Depuis de nombreuses années, il est de plus en plus reconnu que la conservation du patrimoine culturel ne consiste pas seulement à préserver les biens matériels mais également à sauvegarder et partager le patrimoine dans le but d’améliorer la vie des personnes et l'environnement. Cela implique une vision davantage proactive du patrimoine en tant qu'instrument de changement positif et reflète également un mouvement géopolitique plus large pour promouvoir la durabilité et le bien-être. Dans cet article, nous explorons les origines de cette prise de conscience accrue et le rôle du patrimoine dans le développement durable et le bien-être, pour nous demander de quelle manière ce lien pourrait être rendu plus évident, et quelles implications cela pourrait avoir en ce qui concerne la conservation.

La vision du monde selon laquelle la prospérité est synonyme de progrès est en train de changer. Les mesures économiques telles que le PNB et le PIB, adoptées depuis les années 1940 par le Fonds monétaire international et la Banque mondiale pour mesurer le développement, font l'objet de plus en plus de critiques depuis plusieurs décennies. Et aujourd'hui, les défis du XXIe siècle, tels que la crise climatique, les migrations massives, la mondialisation, l'insécurité alimentaire, la dégradation des sols et bien d'autres encore, démolissent cette conviction.

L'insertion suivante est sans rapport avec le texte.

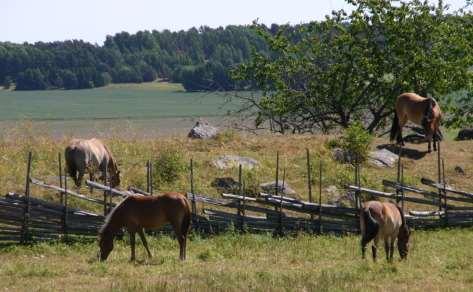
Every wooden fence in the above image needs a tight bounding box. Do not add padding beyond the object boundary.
[1,145,473,245]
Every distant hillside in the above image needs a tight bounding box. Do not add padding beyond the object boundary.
[0,25,290,91]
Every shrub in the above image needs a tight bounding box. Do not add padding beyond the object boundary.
[340,122,373,163]
[152,148,186,188]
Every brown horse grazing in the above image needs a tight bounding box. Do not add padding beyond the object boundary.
[360,201,410,262]
[390,92,442,153]
[65,138,120,188]
[98,193,191,262]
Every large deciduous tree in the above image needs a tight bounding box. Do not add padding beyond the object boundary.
[233,0,473,133]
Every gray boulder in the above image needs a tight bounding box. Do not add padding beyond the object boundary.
[212,155,259,170]
[368,149,399,168]
[188,120,218,139]
[260,181,296,196]
[456,129,473,141]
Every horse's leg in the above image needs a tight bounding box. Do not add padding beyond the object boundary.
[428,140,432,153]
[384,238,390,262]
[129,231,136,262]
[170,218,186,261]
[77,170,85,188]
[361,236,371,259]
[138,228,152,258]
[390,237,395,262]
[372,238,378,262]
[89,172,95,193]
[398,115,407,146]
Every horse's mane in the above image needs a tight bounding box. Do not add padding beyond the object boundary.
[99,196,129,235]
[102,143,118,171]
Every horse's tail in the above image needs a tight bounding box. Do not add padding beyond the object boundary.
[181,198,192,236]
[361,208,379,242]
[390,111,400,142]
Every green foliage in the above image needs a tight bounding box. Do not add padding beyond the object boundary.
[443,91,473,128]
[340,122,373,163]
[234,1,473,133]
[15,69,48,90]
[152,147,187,188]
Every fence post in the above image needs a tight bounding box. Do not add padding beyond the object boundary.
[190,159,197,227]
[437,141,442,212]
[108,165,113,214]
[442,158,448,226]
[318,160,323,234]
[237,164,244,232]
[396,145,403,203]
[58,153,64,205]
[149,160,153,195]
[146,160,150,194]
[63,164,68,239]
[306,149,314,223]
[401,163,405,214]
[21,152,32,244]
[103,165,108,216]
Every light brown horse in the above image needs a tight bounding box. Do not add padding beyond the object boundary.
[360,201,410,262]
[390,92,442,153]
[65,138,120,188]
[98,193,191,261]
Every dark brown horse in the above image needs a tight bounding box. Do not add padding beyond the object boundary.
[98,193,191,261]
[65,138,120,188]
[360,201,410,262]
[390,92,442,153]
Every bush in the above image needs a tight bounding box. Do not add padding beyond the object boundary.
[340,122,373,163]
[152,148,187,188]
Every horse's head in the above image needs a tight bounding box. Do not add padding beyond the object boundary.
[397,224,411,259]
[98,230,114,261]
[110,170,120,188]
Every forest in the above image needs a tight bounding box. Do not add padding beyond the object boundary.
[0,25,278,91]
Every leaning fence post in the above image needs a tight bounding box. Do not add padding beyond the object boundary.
[108,165,113,214]
[396,145,403,203]
[21,151,32,244]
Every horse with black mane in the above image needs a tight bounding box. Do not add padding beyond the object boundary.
[390,92,442,153]
[65,138,120,188]
[360,200,411,262]
[98,193,191,261]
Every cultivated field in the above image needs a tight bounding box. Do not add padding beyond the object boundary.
[0,82,240,137]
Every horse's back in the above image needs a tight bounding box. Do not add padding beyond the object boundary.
[362,201,402,237]
[124,193,190,229]
[396,93,428,124]
[66,138,110,167]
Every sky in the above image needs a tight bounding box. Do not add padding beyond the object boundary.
[2,0,470,45]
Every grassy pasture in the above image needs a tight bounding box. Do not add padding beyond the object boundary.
[0,229,472,291]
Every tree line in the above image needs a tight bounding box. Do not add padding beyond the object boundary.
[0,25,274,91]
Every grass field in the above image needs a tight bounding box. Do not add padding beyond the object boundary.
[1,228,473,291]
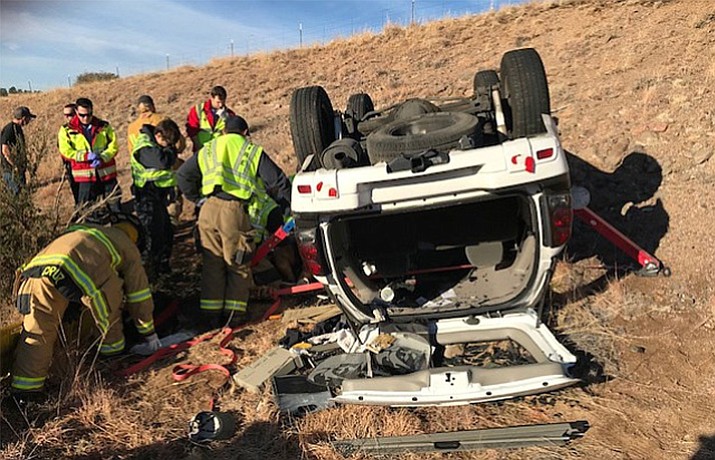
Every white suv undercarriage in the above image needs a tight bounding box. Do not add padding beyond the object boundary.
[287,48,578,407]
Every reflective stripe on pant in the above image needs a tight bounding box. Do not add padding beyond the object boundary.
[96,273,127,356]
[11,277,69,391]
[197,196,254,316]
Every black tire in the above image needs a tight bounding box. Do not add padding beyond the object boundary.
[346,93,375,122]
[289,86,335,167]
[499,48,550,138]
[366,112,478,164]
[473,69,499,97]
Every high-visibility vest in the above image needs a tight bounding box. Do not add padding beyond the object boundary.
[130,133,177,189]
[127,113,165,153]
[57,118,118,183]
[247,178,279,243]
[197,134,262,201]
[194,104,227,151]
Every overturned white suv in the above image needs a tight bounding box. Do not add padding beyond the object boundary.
[288,48,578,406]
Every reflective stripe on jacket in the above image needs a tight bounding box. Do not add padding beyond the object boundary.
[247,178,279,243]
[130,132,177,188]
[127,112,165,153]
[197,133,262,201]
[19,225,154,336]
[57,116,118,183]
[187,101,235,152]
[195,103,224,151]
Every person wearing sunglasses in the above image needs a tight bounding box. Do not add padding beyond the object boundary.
[58,97,120,211]
[1,106,36,194]
[57,103,80,204]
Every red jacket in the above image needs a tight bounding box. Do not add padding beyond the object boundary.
[58,116,118,183]
[186,100,235,152]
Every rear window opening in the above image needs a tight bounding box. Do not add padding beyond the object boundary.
[328,194,540,317]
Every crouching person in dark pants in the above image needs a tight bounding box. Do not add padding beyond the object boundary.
[130,119,183,279]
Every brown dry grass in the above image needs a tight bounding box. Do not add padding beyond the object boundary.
[2,0,715,458]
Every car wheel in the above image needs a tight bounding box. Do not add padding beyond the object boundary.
[290,86,335,167]
[473,69,499,97]
[346,93,375,122]
[366,112,478,164]
[499,48,550,139]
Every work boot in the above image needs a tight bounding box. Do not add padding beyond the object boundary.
[203,313,223,331]
[9,389,47,412]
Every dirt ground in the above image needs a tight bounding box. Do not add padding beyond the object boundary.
[1,0,715,458]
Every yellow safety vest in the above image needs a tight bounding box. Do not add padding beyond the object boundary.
[194,104,227,151]
[247,178,279,243]
[130,133,177,189]
[197,134,262,201]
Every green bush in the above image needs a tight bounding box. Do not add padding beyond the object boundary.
[75,71,119,85]
[0,129,59,298]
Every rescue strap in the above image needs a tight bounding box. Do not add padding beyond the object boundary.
[117,282,324,380]
[250,217,295,267]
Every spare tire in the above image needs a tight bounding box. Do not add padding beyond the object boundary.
[320,138,367,170]
[366,112,478,164]
[289,86,335,167]
[499,48,550,139]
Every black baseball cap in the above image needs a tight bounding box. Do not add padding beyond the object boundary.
[13,106,37,119]
[224,116,249,134]
[137,95,154,106]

La communauté mondiale se rend de plus en plus compte qu'un modèle de développement fondé uniquement sur l'enrichissement financier ne garantit pas l'amélioration du niveau de vie et constitue en même temps une grave menace pour la stabilité environnementale. Les mesures dominantes actuelles en disent peu sur la façon dont les avantages de la croissance économique sont partagés et, par conséquent, ne permettent pas de s'attaquer aux inégalités et à d'autres problèmes sociaux urgents. Par conséquent, on réclame de plus en plus un modèle de développement plus significatif, holistique et durable, capable de mieux refléter les besoins et aspirations humains et ne se limitant pas à la seule sécurité économique.

Les racines de ces considérations remontent au moins au XVIIIe siècle et à des penseurs utilitaristes comme Jeremy Bentham, qui, en 1781, proposait le « Bonheur National Brut » comme base pour déterminer les mérites de toute action. C'est cependant le travail d'économistes tels que Amartya Sen, dans les années 1980, qui a redéfini le développement en fonction de ce qu'il permettait aux gens de faire. L’« approche par les capacités » de Sen, résumée dans ses propres mots par « l'expansion des « capacités » des personnes à mener le genre de vie qu'elles apprécient et ont raison d'apprécier » a eu un impact significatif et constitue la base des efforts en cours pour établir un nouveau cadre basé sur le bien-être.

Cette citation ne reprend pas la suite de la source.